On the contrary, I agree that air-gapped networks potentially make sense. If you want a restricted network with *no* outbound access, by all means have one. And if your network should not provide access to the Internet, don't try to report bugs from that network. :)

But don't create a network that allows *some* traffic out without allowing *all* traffic out; any sufficiently creative and annoyed developer who just wants to get work done will find a way to turn whatever traffic you do allow through into a real Internet connection, as will anyone trying to get malicious activity through.

Bug reports: information or spam?

Posted Apr 15, 2012 3:54 UTC (Sun) by dlang (✭ supporter ✭, #313) [Link]

security isn't the practice of preventing all possible activities (turning the computer off and sealing it in a faraday cadge will do that), it's a matter of managing risk and slowing down the attacker long enough to catch and stop them.

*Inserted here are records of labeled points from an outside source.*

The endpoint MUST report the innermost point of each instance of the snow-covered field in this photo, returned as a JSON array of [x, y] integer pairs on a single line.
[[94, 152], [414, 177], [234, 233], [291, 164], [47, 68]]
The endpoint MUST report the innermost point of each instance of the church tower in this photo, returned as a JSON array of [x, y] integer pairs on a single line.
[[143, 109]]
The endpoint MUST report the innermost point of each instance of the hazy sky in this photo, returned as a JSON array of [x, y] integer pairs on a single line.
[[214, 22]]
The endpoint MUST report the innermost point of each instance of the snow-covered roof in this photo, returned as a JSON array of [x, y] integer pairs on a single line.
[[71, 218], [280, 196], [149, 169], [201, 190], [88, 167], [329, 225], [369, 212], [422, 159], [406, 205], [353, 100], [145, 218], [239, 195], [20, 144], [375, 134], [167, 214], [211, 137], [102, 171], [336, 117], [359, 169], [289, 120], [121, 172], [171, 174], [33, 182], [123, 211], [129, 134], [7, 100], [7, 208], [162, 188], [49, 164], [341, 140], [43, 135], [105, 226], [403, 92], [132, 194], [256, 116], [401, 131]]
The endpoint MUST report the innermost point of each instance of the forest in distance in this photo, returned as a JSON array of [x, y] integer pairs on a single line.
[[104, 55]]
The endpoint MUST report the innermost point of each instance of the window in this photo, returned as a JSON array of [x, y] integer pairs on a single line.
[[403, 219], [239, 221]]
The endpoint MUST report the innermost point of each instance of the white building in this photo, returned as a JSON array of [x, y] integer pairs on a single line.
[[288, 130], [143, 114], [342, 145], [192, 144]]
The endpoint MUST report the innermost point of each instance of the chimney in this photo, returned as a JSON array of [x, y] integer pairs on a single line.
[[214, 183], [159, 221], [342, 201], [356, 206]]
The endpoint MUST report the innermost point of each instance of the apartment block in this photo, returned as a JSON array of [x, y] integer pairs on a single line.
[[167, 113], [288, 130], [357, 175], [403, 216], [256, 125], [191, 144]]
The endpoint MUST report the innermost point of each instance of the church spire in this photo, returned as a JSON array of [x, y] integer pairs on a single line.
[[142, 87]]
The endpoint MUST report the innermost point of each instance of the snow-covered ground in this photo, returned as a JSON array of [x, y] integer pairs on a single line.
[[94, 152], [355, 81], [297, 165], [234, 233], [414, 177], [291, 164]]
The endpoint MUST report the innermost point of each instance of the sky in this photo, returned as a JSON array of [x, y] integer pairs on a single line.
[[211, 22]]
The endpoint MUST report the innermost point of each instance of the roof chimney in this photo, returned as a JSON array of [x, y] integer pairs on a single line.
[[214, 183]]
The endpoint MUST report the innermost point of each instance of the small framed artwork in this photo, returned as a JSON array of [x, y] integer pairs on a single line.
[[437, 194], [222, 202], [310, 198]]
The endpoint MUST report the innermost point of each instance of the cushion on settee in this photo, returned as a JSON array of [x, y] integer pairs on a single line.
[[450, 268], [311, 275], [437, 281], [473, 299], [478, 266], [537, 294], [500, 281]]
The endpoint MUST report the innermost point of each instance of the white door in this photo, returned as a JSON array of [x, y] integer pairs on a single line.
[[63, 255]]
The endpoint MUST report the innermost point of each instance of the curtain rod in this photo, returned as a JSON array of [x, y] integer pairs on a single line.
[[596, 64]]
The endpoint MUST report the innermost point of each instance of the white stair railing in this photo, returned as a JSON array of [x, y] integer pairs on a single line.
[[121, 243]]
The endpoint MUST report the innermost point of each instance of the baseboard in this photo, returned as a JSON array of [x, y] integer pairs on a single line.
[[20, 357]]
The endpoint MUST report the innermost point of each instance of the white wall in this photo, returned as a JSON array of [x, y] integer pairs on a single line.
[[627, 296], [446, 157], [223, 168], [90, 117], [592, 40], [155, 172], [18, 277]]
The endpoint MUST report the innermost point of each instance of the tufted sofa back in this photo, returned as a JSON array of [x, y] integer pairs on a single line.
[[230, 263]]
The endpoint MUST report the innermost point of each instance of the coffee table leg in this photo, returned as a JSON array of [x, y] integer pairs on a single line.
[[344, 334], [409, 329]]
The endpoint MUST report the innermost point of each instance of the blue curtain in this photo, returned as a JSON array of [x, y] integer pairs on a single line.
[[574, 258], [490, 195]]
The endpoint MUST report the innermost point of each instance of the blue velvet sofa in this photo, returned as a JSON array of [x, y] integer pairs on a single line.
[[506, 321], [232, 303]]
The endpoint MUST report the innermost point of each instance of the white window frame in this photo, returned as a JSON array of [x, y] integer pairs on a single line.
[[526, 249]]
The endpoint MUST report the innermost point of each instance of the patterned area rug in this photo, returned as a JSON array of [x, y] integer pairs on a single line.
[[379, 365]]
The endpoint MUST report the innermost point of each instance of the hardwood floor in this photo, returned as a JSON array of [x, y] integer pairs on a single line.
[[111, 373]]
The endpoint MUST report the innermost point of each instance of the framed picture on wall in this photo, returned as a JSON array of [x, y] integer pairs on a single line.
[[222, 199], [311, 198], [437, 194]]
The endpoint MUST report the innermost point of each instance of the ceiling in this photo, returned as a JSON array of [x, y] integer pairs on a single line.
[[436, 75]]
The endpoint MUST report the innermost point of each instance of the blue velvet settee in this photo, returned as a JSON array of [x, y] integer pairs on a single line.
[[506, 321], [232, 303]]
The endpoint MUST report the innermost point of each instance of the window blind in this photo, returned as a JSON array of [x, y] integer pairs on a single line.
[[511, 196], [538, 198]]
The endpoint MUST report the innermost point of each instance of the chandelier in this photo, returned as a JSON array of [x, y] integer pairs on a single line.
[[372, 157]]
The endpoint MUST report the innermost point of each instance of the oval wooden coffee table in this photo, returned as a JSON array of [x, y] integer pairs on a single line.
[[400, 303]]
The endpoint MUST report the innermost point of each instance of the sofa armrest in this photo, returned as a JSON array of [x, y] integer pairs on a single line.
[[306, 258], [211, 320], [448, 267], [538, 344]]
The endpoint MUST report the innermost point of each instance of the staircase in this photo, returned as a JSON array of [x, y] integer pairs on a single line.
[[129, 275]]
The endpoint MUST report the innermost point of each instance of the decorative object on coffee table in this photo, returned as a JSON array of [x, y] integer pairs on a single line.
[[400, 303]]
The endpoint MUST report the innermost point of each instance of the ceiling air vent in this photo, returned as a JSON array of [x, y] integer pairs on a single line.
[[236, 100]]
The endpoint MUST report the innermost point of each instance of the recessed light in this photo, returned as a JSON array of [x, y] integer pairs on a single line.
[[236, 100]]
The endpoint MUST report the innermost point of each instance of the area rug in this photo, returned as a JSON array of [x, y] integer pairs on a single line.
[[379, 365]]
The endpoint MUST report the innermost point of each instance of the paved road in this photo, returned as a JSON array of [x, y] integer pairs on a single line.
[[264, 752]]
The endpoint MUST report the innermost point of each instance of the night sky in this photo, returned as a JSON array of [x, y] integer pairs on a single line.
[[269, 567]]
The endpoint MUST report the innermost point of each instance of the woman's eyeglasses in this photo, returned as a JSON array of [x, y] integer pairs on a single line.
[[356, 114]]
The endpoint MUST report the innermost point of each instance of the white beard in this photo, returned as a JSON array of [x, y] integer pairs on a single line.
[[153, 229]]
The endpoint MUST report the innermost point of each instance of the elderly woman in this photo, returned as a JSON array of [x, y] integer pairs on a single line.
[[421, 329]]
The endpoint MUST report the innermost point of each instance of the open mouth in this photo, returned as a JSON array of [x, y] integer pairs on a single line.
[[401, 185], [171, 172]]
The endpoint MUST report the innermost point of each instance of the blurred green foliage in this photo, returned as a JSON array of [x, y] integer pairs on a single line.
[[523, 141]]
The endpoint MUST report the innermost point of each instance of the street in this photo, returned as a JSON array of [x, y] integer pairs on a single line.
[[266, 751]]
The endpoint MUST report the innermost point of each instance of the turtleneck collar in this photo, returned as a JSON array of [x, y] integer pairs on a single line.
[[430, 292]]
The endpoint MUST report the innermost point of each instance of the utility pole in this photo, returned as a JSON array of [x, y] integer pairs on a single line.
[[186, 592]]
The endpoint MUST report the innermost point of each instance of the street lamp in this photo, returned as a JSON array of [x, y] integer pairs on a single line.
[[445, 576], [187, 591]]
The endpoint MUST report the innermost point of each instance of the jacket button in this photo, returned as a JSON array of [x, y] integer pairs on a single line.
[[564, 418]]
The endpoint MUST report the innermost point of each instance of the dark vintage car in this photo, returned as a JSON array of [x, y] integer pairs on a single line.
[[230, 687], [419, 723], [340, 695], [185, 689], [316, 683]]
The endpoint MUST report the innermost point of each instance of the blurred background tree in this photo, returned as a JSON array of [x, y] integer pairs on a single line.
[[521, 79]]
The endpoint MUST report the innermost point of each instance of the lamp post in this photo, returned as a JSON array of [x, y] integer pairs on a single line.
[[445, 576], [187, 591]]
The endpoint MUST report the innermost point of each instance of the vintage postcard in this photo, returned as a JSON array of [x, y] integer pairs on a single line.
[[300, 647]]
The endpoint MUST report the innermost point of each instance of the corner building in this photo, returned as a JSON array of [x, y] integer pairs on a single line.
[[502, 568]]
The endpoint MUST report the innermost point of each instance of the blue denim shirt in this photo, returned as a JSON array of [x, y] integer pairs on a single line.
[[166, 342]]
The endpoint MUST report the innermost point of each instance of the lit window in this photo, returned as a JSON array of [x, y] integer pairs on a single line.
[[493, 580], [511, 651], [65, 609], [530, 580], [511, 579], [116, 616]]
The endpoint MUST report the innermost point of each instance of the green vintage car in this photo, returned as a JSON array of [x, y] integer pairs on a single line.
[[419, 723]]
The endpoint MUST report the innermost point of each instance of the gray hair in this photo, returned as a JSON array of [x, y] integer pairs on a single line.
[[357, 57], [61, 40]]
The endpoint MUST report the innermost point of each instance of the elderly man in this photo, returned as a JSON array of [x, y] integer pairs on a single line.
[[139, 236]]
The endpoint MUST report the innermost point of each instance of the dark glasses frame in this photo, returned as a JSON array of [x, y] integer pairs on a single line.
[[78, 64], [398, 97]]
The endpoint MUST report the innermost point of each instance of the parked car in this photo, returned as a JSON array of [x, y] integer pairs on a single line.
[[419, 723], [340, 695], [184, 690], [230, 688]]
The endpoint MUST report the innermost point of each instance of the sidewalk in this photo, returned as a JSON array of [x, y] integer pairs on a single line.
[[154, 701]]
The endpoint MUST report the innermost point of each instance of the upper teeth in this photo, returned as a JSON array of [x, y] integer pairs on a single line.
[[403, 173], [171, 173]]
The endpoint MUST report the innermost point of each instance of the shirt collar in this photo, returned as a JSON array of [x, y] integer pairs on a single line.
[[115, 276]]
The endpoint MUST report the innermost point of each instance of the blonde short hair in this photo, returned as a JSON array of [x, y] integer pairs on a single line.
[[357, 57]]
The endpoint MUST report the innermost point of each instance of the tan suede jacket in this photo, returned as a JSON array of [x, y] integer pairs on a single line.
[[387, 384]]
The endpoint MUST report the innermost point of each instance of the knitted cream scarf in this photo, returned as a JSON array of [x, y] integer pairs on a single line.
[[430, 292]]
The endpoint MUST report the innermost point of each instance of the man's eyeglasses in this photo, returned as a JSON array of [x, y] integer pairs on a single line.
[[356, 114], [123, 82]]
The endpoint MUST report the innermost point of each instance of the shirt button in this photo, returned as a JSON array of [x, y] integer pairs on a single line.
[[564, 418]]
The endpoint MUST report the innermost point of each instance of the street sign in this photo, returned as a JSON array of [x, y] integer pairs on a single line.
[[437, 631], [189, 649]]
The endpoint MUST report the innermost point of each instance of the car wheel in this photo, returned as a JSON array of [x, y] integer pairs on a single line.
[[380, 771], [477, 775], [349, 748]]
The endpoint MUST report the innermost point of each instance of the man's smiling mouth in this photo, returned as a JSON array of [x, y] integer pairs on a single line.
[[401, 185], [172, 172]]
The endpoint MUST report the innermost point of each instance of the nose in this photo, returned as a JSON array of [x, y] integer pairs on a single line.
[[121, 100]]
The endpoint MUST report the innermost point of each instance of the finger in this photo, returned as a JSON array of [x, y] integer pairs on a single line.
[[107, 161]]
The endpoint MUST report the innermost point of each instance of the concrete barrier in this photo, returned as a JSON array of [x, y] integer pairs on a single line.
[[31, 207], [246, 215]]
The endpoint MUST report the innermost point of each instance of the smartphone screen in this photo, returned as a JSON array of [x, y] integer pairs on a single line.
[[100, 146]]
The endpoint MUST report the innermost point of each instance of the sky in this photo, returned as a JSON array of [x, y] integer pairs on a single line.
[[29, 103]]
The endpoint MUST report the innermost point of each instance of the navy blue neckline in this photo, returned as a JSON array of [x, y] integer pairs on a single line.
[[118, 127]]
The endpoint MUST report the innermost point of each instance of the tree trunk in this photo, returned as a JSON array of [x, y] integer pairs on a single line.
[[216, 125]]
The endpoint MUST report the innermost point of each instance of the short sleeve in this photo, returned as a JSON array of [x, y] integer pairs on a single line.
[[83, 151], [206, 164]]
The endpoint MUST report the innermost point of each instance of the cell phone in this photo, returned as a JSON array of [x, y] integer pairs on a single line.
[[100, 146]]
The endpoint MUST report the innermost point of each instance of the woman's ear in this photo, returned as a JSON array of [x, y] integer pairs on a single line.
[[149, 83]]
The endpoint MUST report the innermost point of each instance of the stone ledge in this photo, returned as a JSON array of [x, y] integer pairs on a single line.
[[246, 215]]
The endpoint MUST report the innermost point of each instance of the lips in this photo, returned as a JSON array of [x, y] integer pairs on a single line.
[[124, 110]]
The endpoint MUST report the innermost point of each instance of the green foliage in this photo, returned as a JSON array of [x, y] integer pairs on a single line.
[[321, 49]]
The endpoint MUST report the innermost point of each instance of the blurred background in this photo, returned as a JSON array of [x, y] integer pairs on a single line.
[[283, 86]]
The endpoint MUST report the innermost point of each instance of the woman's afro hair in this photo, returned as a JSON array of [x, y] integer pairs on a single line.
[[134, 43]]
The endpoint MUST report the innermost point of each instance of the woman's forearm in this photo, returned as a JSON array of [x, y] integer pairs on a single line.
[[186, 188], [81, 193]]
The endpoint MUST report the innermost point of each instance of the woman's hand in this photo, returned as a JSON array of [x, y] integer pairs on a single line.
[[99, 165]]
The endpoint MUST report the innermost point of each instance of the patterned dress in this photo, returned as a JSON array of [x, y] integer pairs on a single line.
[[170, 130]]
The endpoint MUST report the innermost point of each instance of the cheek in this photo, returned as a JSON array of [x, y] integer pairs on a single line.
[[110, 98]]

a network that can do some things, but not all things is a very reasonable, and very common situation.

Bug reports: information or spam?

Posted Apr 13, 2012 15:06 UTC (Fri) by sumanah (guest, #59891) [Link]

It's a difficult trick, only putting up the barriers that stop malicious persons, and balancing inclusivity for new bug reporters/users with convenience for the people who have to triage and respond to those bug reports. Thanks for the coverage.